As part of ongoing user management, this question comes up from time to time:

What happens to a user’s OneDrive library when their account is deleted?

The short answer is that user data is retained for 60 days after their account is deleted, and then irretrievable after that. During that time, the data can be retrieved by the user’s manager, or by a secondary site collection admin. It’s important to note that the OneDrive cleanup process ONLY happens on user account deletion, not disabling the account or removing their license(s).

Here’s the process:

  1. By default, when a user account is deleted ownership of their OneDrive library is assigned to their manager. For this to work, however, several things have to be in place beforehand.

     a. The manager field needs to be populated in AD
     b. Access Delegation needs to be enabled in SharePoint Online, as indicated in the following screenshot. Note that this is a global setting that will be applied for all users, and is recommended as a best practice.



     c. A secondary owner or site collection admin can be assigned on this page as well, allowing for further control or access to be provided for a deleted user.
  2. Once a user profile has been deleted, a timer job runs which marks the account for deletion in AD, and flags the OneDrive library for deletion in 30 days. If the Manager field is populated, they will receive a notification at this point that the site will be deleted in 30 days, so they can go and retrieve any data and save it elsewhere.

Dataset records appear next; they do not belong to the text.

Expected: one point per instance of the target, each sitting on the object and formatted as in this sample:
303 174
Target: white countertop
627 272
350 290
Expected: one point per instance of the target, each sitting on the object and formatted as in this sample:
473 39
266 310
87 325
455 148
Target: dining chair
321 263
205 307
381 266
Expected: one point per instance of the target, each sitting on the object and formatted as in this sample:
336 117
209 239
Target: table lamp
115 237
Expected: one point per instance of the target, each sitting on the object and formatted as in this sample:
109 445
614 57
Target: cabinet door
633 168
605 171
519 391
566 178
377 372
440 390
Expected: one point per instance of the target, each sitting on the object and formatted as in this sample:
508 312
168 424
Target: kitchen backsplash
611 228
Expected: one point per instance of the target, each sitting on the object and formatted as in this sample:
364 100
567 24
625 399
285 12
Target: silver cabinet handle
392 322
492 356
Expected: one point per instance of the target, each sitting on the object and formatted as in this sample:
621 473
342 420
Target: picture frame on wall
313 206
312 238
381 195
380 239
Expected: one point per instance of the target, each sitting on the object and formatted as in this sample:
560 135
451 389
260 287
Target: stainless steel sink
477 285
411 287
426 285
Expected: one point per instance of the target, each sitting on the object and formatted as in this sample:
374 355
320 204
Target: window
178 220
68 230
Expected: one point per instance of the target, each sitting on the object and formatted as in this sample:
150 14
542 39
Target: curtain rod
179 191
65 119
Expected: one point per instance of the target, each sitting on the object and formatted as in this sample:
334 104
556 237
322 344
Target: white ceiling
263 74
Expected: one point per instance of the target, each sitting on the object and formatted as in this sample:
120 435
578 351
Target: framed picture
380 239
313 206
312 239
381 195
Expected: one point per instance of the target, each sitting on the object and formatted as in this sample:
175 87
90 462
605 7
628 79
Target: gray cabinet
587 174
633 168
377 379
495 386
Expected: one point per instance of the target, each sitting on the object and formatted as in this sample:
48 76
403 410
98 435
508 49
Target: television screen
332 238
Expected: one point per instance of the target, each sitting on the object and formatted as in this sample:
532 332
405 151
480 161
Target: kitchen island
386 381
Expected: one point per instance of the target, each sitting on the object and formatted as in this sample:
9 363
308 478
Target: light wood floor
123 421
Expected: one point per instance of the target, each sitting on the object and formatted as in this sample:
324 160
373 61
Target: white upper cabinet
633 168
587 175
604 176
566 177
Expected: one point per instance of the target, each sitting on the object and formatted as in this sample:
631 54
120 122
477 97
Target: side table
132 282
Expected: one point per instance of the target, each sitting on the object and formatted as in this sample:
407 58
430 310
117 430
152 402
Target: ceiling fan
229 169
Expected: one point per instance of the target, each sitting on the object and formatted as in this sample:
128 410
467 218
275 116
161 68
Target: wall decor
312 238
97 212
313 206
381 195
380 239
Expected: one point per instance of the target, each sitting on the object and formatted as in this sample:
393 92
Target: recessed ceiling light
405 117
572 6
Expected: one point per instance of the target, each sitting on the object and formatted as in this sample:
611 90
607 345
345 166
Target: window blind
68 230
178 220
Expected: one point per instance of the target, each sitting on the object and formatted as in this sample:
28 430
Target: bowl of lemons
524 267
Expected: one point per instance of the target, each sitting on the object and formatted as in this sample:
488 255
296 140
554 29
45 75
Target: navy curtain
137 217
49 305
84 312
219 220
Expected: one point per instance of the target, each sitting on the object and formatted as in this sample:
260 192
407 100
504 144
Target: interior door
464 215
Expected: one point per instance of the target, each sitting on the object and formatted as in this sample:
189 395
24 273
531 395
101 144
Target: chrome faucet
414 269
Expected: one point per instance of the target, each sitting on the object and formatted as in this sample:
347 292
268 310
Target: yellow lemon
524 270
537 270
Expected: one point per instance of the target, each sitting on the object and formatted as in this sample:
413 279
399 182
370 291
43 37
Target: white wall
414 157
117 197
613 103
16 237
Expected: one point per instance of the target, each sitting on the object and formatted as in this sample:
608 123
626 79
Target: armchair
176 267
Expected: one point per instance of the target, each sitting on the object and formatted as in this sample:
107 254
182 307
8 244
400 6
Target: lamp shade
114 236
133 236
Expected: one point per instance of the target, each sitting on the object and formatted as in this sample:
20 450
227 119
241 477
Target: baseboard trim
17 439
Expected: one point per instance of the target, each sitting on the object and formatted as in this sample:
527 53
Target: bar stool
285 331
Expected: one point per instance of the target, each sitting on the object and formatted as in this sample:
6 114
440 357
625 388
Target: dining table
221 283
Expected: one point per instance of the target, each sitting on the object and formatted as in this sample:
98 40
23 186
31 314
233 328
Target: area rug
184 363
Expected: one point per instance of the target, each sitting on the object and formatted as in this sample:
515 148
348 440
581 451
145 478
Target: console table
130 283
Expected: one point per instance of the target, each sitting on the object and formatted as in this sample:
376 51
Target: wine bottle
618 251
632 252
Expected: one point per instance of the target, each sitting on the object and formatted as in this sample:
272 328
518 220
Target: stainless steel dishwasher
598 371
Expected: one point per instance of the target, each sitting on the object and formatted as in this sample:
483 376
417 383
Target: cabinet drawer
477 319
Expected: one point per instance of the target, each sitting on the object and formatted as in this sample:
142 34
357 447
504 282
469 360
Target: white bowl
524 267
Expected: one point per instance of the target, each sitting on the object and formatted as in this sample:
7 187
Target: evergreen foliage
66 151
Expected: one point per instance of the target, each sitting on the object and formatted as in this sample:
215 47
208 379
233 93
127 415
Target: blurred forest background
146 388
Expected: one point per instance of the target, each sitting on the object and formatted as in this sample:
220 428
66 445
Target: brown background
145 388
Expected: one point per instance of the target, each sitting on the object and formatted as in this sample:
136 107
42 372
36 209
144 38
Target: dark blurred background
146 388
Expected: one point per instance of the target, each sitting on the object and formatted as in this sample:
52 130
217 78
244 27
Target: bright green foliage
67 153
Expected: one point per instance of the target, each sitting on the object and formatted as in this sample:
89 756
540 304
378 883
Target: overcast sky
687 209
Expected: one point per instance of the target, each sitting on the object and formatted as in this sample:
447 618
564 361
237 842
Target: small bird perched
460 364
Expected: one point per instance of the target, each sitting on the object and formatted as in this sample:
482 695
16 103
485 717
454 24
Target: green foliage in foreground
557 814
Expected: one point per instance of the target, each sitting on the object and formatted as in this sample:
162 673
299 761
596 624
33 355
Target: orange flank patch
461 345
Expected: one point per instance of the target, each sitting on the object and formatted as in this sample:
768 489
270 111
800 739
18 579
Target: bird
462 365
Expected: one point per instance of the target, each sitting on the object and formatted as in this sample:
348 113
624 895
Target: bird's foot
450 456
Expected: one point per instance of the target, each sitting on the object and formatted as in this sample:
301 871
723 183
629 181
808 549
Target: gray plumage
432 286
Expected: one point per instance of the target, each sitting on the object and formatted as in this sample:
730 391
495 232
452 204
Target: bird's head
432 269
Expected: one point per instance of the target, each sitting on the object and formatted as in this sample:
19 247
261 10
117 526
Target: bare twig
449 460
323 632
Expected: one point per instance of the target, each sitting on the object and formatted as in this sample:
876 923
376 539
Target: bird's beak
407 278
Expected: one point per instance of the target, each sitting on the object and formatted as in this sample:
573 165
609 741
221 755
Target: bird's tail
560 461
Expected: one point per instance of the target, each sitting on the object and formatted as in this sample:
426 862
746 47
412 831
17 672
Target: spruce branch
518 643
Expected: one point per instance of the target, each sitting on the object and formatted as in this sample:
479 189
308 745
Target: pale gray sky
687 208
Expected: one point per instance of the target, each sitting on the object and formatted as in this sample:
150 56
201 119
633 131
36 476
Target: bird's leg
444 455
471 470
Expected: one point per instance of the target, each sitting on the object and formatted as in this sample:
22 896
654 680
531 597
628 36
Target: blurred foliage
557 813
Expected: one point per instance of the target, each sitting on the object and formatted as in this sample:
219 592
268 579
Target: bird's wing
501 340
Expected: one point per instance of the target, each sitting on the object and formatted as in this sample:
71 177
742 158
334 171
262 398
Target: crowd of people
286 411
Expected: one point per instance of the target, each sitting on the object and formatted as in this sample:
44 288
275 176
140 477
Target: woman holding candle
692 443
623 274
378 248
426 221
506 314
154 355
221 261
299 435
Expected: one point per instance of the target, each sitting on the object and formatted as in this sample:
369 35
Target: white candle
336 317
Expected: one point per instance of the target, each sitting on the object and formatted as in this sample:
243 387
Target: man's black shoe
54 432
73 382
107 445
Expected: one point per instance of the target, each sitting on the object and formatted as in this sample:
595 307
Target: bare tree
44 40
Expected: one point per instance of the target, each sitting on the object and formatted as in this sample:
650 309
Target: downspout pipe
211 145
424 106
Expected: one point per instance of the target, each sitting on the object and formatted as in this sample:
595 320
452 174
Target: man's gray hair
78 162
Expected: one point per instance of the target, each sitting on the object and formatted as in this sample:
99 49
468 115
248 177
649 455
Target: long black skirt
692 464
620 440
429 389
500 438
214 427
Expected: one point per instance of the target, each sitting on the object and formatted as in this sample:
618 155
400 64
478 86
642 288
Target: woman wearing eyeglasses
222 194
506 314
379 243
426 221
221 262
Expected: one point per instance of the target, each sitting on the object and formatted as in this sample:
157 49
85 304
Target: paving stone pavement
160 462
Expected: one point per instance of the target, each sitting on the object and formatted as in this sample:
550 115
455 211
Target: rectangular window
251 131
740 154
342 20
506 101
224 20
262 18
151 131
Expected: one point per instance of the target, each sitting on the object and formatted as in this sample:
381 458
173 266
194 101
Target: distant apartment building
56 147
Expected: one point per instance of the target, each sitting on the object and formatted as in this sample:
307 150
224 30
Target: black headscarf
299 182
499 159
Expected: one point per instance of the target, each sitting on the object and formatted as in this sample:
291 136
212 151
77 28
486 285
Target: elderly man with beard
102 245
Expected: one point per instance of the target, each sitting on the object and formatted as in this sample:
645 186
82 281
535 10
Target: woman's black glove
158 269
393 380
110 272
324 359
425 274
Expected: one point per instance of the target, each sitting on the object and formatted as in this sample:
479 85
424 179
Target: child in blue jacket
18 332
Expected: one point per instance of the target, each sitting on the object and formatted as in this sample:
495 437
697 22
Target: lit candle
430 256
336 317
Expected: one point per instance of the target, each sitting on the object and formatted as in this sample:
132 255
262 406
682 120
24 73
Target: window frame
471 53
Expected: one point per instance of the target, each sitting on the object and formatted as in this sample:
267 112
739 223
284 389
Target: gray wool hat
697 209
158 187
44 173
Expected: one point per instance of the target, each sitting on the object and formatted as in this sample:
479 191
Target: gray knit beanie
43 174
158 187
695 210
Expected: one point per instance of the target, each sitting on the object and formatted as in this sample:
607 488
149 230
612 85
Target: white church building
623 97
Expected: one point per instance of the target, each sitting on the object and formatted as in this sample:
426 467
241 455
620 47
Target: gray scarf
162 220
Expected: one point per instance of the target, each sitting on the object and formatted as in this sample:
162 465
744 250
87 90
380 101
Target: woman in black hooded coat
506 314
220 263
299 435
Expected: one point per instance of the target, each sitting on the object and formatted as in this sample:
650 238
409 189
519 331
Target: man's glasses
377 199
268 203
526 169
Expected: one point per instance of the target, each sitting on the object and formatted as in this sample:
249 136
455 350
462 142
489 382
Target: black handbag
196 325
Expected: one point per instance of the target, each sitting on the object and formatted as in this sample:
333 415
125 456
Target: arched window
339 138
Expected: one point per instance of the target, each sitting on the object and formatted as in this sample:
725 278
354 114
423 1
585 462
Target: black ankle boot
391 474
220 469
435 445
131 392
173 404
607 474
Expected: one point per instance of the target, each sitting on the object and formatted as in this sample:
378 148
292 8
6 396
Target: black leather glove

If the Manager field isn’t populated, the notification will go to the Secondary Owner, or Secondary Site Collection Administrator. If none of these 3 fields is filled out, the workflow will continue below, but no email notifications will be sent.
  3. After 23 days, the Manager / Secondary Owner / Secondary Site Collection Admin will receive a final notification that the library will be deleted in 7 days.
  4. 30 days after the user has been deleted from AD, their OneDrive library is deleted, and moved to the Site Collection Recycle Bin.
  5. After another 30 days (60 days from user deletion in AD), the OneDrive library is cleared from the Site Collection Recycle Bin.

More info: https://support.microsoft.com/en-us/kb/3042522

What about if the account is disabled in AD?

 If a user has been disabled in AD (but not deleted), the account status in Office 365 changes to Blocked, and the user’s OneDrive site collection is not accessible until an administrator takes ownership of it.

In the case of my test account, the Manager property wasn’t set, neither was the secondary site collection owner/administrator – if either of those properties were in place, the library would have been available to those people. Since those attributes weren’t set, it required taking ownership manually as a SharePoint admin, at which point I could access the library.

Bottom line: the user’s OneDrive library deletion cycle starts when the account is deleted, not when it is disabled. This is a fairly large distinction, as I’ve seen many environments where user accounts are disabled, and sometimes left in that state for years without clearing them out. However, you need to be careful with this practice – if you disable the user account and move it into a Disabled Users OU (for instance) that is excluded in the Azure AD Sync, this WILL delete the user account in Azure AD and trigger the start of the deletion process.